Members can listen to other users' songs via streaming
A new peer-to-peer company is launching that may pass muster with the RIAA but is raising the MPAA’s fury.
Dubbed Grouper, the technology allows users to share video, photos and music within private groups of up to 30 people.
Songs are protected from piracy as Grouper lets members of a private network listen to other users’ songs via streaming but not permanently download them.
Due to what company’s founders call technological restrictions, though, there are no protections for films.
“This is a step in the right direction in the sense that you’re sharing with a small, trusted group instead of 500,000 people,” noted Motion Picture Assn. of America director of worldwide Internet enforcement Chad Tilbury. “However, we want to get across that it doesn’t matter if you’re sharing with two people or 500,000, it’s still illegal.”

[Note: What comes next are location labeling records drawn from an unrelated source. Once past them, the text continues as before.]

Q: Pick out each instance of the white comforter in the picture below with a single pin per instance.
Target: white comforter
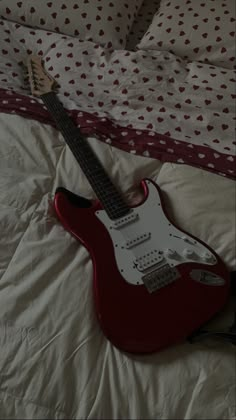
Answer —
(54, 360)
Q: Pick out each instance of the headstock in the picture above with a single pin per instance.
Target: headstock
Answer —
(40, 81)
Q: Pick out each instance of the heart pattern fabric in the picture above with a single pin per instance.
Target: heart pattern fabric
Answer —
(148, 103)
(107, 22)
(201, 30)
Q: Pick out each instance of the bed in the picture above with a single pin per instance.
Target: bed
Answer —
(148, 111)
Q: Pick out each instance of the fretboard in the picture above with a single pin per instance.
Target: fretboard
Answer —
(103, 187)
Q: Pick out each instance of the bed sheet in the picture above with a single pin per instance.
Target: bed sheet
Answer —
(141, 23)
(54, 360)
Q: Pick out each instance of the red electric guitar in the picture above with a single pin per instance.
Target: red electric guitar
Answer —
(154, 284)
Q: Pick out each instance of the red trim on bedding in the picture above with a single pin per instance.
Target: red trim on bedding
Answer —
(141, 142)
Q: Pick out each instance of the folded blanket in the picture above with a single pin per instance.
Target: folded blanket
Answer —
(150, 103)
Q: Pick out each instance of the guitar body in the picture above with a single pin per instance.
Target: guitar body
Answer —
(154, 284)
(137, 310)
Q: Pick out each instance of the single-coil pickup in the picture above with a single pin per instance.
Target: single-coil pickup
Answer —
(137, 240)
(131, 217)
(148, 260)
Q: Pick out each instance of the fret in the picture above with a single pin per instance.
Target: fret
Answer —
(103, 187)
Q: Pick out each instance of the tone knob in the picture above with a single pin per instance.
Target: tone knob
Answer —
(171, 253)
(188, 253)
(208, 257)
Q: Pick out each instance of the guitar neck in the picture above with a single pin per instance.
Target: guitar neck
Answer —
(103, 187)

Grouper execs argued, though, that their service would be a less helpful way to find pirated movies online than with existing P2P networks that don’t limit how broadly files can be shared.

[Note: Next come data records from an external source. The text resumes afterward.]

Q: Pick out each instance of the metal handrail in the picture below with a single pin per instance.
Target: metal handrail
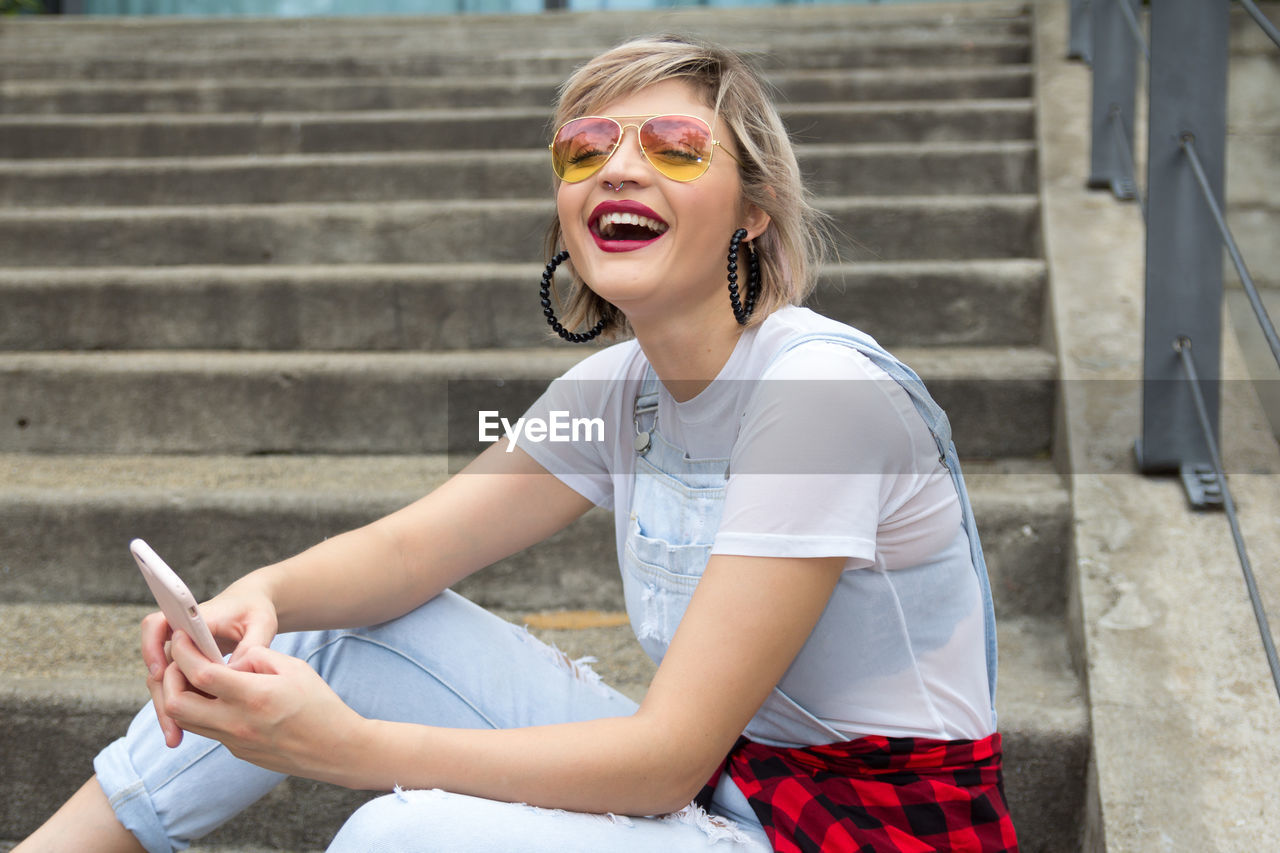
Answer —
(1260, 310)
(1261, 19)
(1183, 346)
(1130, 21)
(1194, 274)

The founders of Grouper, which launches today, designed the service with the hopes of allowing users to more efficiently share personal photos and videos over the Web. The music feature was created to let users engage in the Internet equivalent of private performances protected by law.
“We’re using technology to replicate in a better way what already exists in the real world, not to design a better way to get a specific movie or song online,” explained CEO Josh Felser.
A Recording Industry Assn. of America rep declined to comment on whether the music trade org approves of the new technology.
Although private P2P networks already exist on the Internet, Grouper is the first commercial company that has launched to popularize and profit from the technology.
Felser and co-founder David Samuel were behind dot-com era music-streaming company Spinner, which was acquired by America Online in 1999 for $320 million.
The RIAA and MPAA lost a suit against peer-to-peer companies Grokster, Morpheus and Kazaa in federal appeals court in August. Orgs are backing controversial federal legislation that would outlaw P2P networks that illegally transmit copyrighted content.